A betterC modular standard library?

Ilya Yaroshenko via Digitalmars-d digitalmars-d at puremagic.com
Tue Dec 20 05:25:35 PST 2016


On Tuesday, 20 December 2016 at 12:33:27 UTC, John Colvin wrote:

Mir uses deprecated native complex numbers because we can not 
spend days explaining why they are better then std.complex (in 
short: std.complex breaks compiler optimization logic, function 
inlining works, but it breaks optimization logic).

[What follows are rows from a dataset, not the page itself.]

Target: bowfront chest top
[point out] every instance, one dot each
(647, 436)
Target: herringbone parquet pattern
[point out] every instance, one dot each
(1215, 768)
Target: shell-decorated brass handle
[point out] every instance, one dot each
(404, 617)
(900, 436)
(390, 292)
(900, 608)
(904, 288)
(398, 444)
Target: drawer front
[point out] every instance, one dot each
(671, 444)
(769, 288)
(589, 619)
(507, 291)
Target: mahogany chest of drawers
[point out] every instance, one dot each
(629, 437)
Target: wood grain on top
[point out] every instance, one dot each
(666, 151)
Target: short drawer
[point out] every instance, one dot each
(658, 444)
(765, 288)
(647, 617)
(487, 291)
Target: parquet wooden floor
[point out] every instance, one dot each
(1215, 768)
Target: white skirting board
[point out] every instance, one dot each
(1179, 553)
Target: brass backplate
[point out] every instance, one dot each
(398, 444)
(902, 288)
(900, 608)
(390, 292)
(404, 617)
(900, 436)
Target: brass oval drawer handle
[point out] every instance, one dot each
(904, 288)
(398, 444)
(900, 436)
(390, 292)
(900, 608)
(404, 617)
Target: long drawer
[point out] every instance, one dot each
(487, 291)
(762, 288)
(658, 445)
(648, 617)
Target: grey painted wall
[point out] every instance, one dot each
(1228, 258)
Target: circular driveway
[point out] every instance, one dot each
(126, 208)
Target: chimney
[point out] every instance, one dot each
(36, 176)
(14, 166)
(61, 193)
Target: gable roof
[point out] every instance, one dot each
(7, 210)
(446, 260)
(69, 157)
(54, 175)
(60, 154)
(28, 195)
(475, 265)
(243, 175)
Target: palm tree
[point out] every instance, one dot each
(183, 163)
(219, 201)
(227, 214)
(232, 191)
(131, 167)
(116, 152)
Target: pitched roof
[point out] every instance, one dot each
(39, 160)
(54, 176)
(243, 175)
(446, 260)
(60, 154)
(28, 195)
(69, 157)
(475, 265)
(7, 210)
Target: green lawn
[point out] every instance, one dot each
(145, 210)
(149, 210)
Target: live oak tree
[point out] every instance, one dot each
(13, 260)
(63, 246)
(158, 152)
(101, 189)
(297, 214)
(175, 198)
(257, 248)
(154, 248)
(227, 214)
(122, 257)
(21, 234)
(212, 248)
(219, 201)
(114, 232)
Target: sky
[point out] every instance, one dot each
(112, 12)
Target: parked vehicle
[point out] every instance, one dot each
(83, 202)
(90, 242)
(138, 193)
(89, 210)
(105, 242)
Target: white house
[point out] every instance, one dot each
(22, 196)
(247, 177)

I have already 
spend 4 hours for forum discussions and PRs about this issue 
without any result.

We are doing the best things we can do with current D. If 
something will be improved in future we will upgrade codebase.

> P.S. a good example of the sort of statement that needs more 
> explanation, at least for me:
>> The betterC
>> std.range and std.algorithm analogs would be released with new 
>> ndslice
>> implementation. Mir's algorithm would be faster then Phobos 
>> and will
>> generate less template bloat."
> How? Why? Is ndslice actually capable of the same level of 
> flexibility as std.algorithm and std.range? You're effectively 
> saying "all that stuff that Andrei (and others) designed and 
> wrote, I can do better" without really showing anyone why they 
> should believe that.

The explanation of new idioms will appear after its code.

I did not say "better". I said "betterC" plus "faster".

Yes, i can say that for DCV library new idioms are much better 
then Phobos.

But new idioms have another issues, for example D language is not 
capable to infer their safety for many of them. Other issues is 
that there a lot of fast non CTFE-able types and their CTFE-able 
analogs.

One good things for safety and CTFE is allow multiple return 
value. In combination with `auto ref` it is _very_ powerful:

----
auto ref front()
{
   // Returns 2 values, each value is returned by reference if 
possible
   return (a.front, b.front);
}
----

This would be interesting to discuss and to have it in D in CTFE 
and @safe mode. But I am not good in DIPs.

This sorts of features is very desirable.